Swimming upstream... by j!m.

"I've always believed that history plays a very important part in reverse engineering and this gem from j!m discussing a tool from 1992 merely convinces me further, I particularly like the 'getting back' to good old Turbo Debugger and non-trivial nature of the final solution which required research to overcome. There are also some interesting links herein and some good examples of old fashioned intuition ;-), I will make no comment regarding the animated GIF inside the password protected zip ;-)." "Essay slightly edited by CrackZ".

Target Details

zipcrack 2.0 by Paul Kocher.

This is very old stuff designed in 1992 by a famous cryptographer (author of Differential Power Analysis attacks) to demonstrate weaknesses in the encryption algorithm used by PKZIP 1.0. The program is crippled and can only search for passwords beginning with the letter 'z' (seems simple..). Moreover the 'optimized search feature' which was using undocumented properties of the encryption header doesn't work anymore with the new version of the PKZIP algorithm. So you can't use the optimized search feature.

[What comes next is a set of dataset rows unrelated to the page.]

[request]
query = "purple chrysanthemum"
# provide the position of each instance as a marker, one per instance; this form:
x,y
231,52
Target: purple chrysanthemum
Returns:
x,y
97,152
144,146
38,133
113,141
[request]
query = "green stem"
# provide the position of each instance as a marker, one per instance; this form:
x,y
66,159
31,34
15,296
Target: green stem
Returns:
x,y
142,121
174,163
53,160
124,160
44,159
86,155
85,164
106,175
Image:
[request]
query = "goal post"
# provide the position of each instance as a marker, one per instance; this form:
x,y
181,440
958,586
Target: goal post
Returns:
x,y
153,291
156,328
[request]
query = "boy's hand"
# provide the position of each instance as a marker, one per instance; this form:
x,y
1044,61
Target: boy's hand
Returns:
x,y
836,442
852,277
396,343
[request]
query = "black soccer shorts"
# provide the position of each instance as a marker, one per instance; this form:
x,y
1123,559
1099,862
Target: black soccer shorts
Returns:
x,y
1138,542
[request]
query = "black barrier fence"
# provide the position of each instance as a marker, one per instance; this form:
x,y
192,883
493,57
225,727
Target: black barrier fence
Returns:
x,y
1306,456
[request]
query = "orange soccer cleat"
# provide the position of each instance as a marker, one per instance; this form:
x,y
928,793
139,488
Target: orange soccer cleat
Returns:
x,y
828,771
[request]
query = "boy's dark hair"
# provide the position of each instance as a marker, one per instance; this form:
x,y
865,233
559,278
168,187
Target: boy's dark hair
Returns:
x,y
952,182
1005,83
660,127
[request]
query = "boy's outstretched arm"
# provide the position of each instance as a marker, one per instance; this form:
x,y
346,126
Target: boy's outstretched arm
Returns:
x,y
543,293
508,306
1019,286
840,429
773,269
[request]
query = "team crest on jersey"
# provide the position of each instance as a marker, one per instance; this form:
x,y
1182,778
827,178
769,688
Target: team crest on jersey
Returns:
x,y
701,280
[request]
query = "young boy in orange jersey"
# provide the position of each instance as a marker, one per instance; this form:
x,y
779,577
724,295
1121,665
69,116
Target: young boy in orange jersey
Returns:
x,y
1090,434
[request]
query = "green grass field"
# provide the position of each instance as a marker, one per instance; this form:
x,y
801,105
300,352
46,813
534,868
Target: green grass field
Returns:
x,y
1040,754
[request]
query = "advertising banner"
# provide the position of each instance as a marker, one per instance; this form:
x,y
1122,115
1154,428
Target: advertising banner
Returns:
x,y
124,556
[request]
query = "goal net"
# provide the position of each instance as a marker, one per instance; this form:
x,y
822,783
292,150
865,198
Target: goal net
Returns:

But it doesn't matter, nowadays you can find a lot of efficient tools to crack zip passwords. These tools allow you dictionary attacks, brute force, known plaintext attacks...try zipkey or advanced zip password recovery if you want to play with some of them. My goal is not to provide you the latest keygens or patches for the latest commercial releases. My goal is to learn and to share what I've learned. If you follow this essay, you should at least learn something about the PKZIP stream cipher (I did!).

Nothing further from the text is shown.